JPMorgan has revised its ratings for key players in the cryptocurrency mining sector, specifically targeting Bitcoin miners, amidst growing criticism from the crypto community. The update, which occurred on Monday, involves upgrades for Cipher Mining and CleanSpark, while expectations were lowered for several other prominent firms in the industry.
The recent backlash against the financial giant intensified after a research note linked to MSCI raised concerns about potential exclusions of companies heavily invested in cryptocurrencies. This includes MicroStrategy (NASDAQ: MSTR), which holds a significant amount of Bitcoin. The impending MSCI decision on January 15 could lead to substantial outflows from their indices, estimated at $2.8 billion, and potentially $8.8 billion if other index providers follow suit. This has prompted calls for a boycott of JPMorgan from notable figures in the Bitcoin community.
The controversy escalated when Strike CEO Jack Mallers revealed that JPMorgan had closed his personal accounts due to “concerning activity,” a move he described as frustrating and lacking transparency.
Upgrades for Cipher Mining and CleanSpark
Analysts Reginald Smith and Charles Pearce highlighted that miners are entering a more confident phase, focusing on high-performance computing (HPC) expansions. Since late September, over 600 megawatts (MW) of AI-related agreements have been established with major firms like AWS, Fluidstack, and Microsoft. They forecast approximately 1.7 gigawatts (GW) of new critical IT capacity to be announced by late 2026.
Cipher Mining (NASDAQ: CIFR) received an upgrade to Overweight, with its price target for December 2026 raised to $18 from $12. Analysts noted a significant pullback in share price, which they view as an advantageous entry point. They project that Cipher will secure 480 MW of critical IT capacity by 2026, representing around 64% of its approved capacity.
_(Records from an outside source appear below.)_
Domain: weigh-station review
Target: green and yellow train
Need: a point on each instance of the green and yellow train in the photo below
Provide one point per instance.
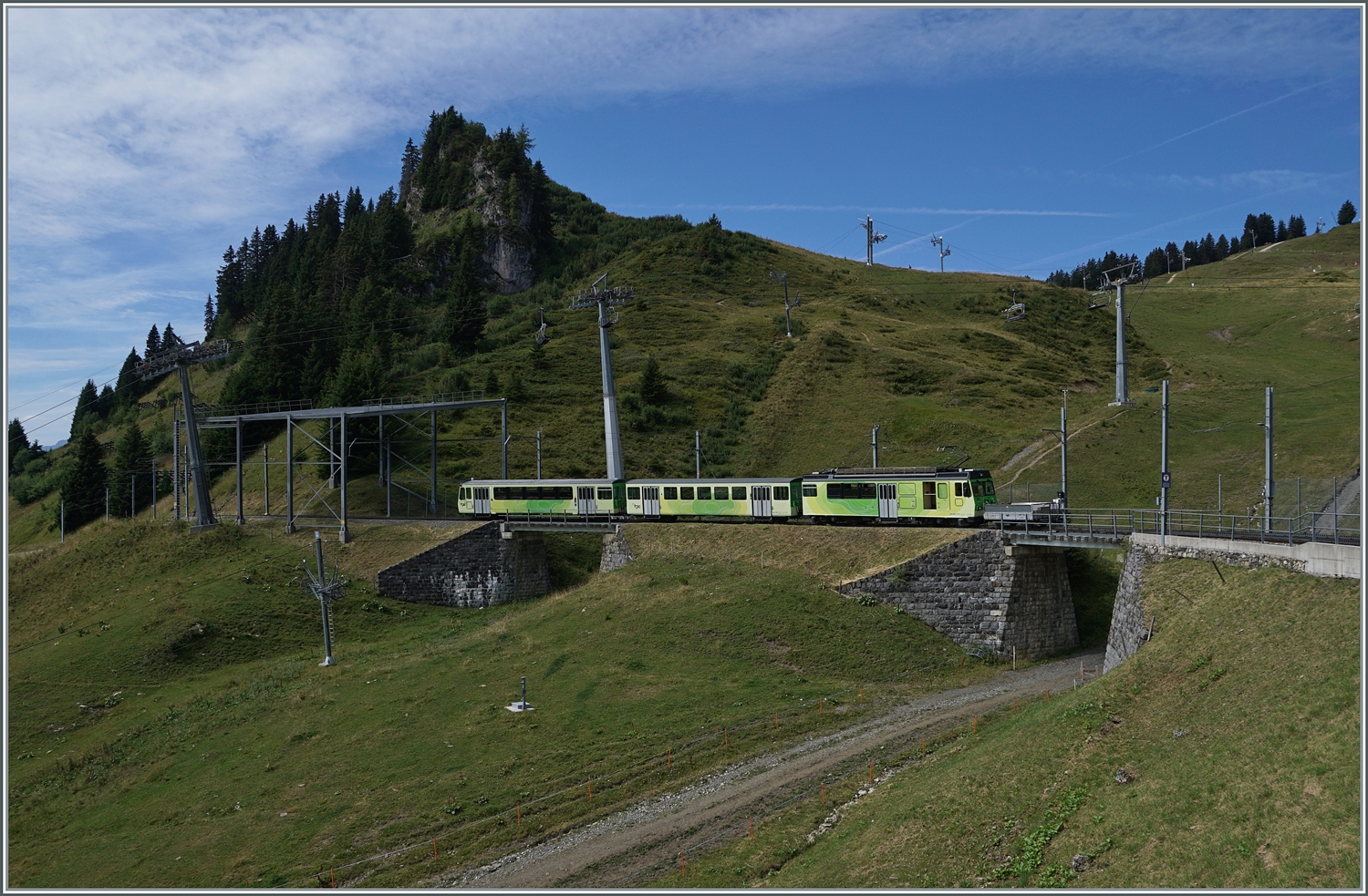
(884, 494)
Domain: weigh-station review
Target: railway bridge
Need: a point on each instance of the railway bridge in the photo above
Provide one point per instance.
(1001, 589)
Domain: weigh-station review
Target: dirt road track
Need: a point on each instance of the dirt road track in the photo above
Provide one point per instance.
(623, 849)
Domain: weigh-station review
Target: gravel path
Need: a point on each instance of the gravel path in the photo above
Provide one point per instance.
(629, 843)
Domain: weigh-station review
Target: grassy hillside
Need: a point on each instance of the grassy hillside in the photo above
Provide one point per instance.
(1263, 788)
(927, 355)
(167, 713)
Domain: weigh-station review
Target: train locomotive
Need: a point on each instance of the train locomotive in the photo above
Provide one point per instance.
(883, 496)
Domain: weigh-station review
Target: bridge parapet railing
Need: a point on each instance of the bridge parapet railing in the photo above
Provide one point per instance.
(1115, 523)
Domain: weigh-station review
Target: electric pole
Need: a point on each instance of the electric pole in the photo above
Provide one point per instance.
(940, 246)
(870, 238)
(1269, 458)
(180, 358)
(1165, 475)
(605, 298)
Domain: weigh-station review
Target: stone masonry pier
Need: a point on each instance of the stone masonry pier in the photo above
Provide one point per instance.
(984, 594)
(482, 568)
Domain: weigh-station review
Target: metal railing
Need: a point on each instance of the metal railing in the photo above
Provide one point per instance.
(1115, 524)
(263, 407)
(476, 394)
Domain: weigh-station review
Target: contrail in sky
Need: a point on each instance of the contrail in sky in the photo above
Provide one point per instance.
(1211, 125)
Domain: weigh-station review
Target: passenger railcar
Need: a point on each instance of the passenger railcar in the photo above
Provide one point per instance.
(542, 497)
(897, 494)
(757, 499)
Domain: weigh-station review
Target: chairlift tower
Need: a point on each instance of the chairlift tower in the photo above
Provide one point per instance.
(940, 246)
(604, 300)
(782, 276)
(1118, 278)
(180, 358)
(870, 238)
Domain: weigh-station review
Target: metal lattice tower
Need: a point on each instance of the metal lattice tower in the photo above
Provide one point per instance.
(326, 590)
(604, 300)
(870, 240)
(180, 358)
(1118, 278)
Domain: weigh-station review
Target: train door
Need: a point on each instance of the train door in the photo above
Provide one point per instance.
(762, 505)
(888, 501)
(651, 501)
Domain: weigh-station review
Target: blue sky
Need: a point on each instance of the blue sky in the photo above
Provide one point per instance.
(142, 142)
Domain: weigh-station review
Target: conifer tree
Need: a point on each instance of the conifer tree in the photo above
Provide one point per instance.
(88, 404)
(129, 385)
(130, 480)
(82, 488)
(16, 440)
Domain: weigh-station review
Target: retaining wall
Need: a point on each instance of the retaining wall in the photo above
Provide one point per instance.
(481, 568)
(1130, 625)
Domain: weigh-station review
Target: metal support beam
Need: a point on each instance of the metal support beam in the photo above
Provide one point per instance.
(202, 504)
(1122, 391)
(503, 418)
(241, 519)
(1165, 475)
(1269, 458)
(432, 466)
(342, 535)
(289, 475)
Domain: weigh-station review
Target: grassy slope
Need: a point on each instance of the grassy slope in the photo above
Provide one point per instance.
(166, 699)
(930, 358)
(1263, 791)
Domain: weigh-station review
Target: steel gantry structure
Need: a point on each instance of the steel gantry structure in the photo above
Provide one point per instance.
(404, 413)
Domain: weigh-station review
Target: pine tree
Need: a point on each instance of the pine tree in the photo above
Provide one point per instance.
(82, 488)
(88, 405)
(18, 440)
(129, 385)
(651, 388)
(131, 474)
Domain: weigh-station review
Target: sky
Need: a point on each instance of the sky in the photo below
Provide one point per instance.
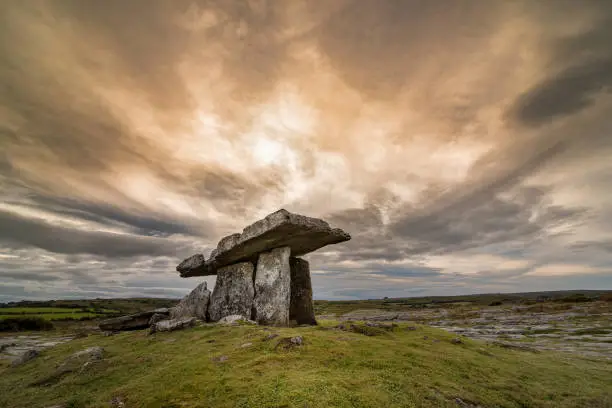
(466, 146)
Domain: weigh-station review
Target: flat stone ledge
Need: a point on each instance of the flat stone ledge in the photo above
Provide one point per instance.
(300, 233)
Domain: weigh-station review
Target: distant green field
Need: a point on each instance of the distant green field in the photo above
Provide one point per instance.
(53, 316)
(36, 310)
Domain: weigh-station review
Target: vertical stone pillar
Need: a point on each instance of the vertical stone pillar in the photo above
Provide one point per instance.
(233, 293)
(302, 308)
(273, 287)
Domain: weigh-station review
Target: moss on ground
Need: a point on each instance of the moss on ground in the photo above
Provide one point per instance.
(333, 368)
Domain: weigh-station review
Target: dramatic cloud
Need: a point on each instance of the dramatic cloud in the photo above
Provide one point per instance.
(465, 146)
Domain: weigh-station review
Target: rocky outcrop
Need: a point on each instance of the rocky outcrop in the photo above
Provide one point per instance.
(235, 320)
(25, 357)
(233, 293)
(131, 322)
(301, 309)
(272, 288)
(275, 291)
(195, 304)
(300, 233)
(172, 325)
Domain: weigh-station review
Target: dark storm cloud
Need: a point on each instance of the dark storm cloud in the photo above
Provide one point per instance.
(485, 221)
(20, 231)
(580, 71)
(375, 44)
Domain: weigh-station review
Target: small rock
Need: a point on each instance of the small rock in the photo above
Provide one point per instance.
(270, 336)
(172, 325)
(220, 359)
(25, 357)
(117, 402)
(157, 317)
(235, 320)
(297, 340)
(289, 342)
(385, 326)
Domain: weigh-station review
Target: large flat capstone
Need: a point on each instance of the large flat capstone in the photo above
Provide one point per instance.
(300, 233)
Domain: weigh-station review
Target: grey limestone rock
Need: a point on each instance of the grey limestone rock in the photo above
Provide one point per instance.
(235, 320)
(173, 324)
(272, 287)
(301, 309)
(300, 233)
(233, 293)
(80, 359)
(157, 317)
(195, 304)
(135, 321)
(25, 357)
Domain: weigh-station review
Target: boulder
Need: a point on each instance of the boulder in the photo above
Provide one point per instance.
(301, 307)
(80, 359)
(280, 229)
(157, 317)
(135, 321)
(233, 293)
(235, 320)
(173, 324)
(272, 288)
(195, 304)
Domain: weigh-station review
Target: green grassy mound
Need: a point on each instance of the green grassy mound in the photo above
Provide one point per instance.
(401, 367)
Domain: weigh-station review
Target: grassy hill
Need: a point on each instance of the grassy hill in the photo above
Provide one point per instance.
(419, 367)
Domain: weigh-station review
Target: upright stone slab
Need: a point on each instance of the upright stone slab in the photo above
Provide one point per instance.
(273, 287)
(302, 308)
(195, 304)
(233, 293)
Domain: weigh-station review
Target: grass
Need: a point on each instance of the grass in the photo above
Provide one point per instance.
(398, 368)
(36, 310)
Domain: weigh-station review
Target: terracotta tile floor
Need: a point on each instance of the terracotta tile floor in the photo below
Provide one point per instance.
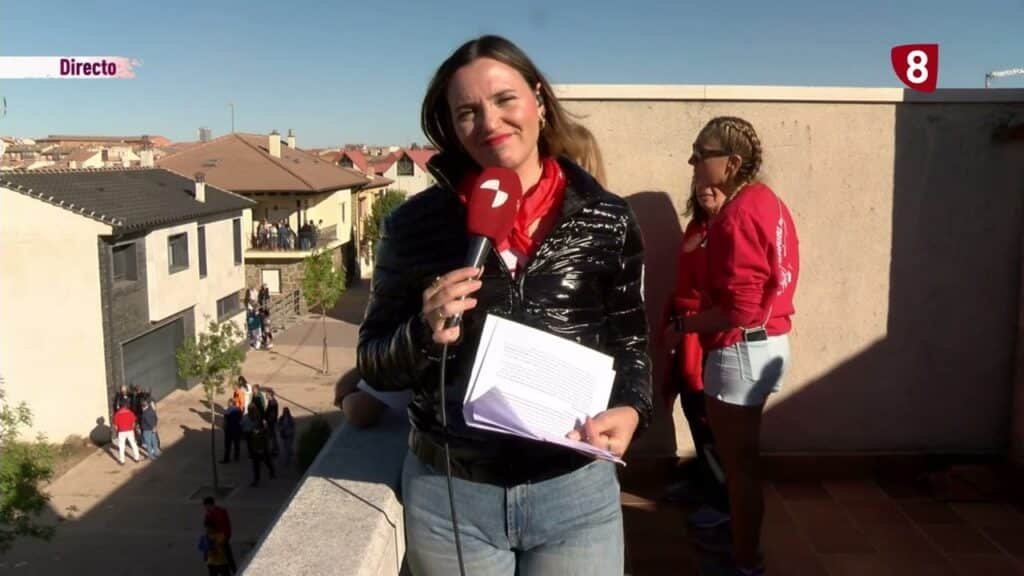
(903, 516)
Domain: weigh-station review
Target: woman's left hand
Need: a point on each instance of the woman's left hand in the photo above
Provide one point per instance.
(611, 429)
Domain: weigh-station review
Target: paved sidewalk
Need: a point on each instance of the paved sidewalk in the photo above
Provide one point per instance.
(139, 519)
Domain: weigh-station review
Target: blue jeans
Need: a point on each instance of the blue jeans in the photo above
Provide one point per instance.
(150, 444)
(569, 525)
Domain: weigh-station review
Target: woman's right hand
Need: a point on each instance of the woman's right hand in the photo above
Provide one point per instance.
(448, 296)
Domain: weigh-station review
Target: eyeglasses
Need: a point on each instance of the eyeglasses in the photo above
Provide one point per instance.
(699, 155)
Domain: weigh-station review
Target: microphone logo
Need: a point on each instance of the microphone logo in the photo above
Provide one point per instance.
(500, 197)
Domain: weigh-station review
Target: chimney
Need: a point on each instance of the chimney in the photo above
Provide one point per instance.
(273, 145)
(200, 187)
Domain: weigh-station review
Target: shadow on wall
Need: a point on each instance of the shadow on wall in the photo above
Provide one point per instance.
(663, 233)
(939, 379)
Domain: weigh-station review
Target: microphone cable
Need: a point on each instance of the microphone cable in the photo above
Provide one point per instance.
(448, 464)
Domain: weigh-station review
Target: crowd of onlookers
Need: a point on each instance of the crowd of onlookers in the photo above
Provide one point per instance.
(253, 415)
(135, 418)
(281, 236)
(258, 328)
CleanSpark (NASDAQ: CLSK) also saw its rating upgraded to Overweight, maintaining a price target of $14. The firm is focusing on expanding its energy-efficient infrastructure across the U.S., boasting an estimated 200 MW of HPC potential at its newly acquired Texas site.
Mixed Revisions for Other Miners
In contrast, Marathon Holdings (NASDAQ: MARA) faced a target reduction to $13 from $20 due to declining Bitcoin prices and increased network hashrate. The company operates a broad fleet of ASIC machines across various facilities. Similarly, Riot Platforms Inc. (NASDAQ: RIOT) had its target decreased to $17 from $19, reflecting lower valuations in the mining sector.
In a related context, several Bitcoin miners are pivoting towards artificial intelligence workloads as traditional mining proves less profitable. This shift is significant as the Bitcoin network relies on miners for transaction validation and block addition, with profitability further challenged by halving cycles that reduce coin issuance.
As the industry evolves, the dynamics between crypto mining and emerging technologies like AI will be closely monitored by investors and analysts alike.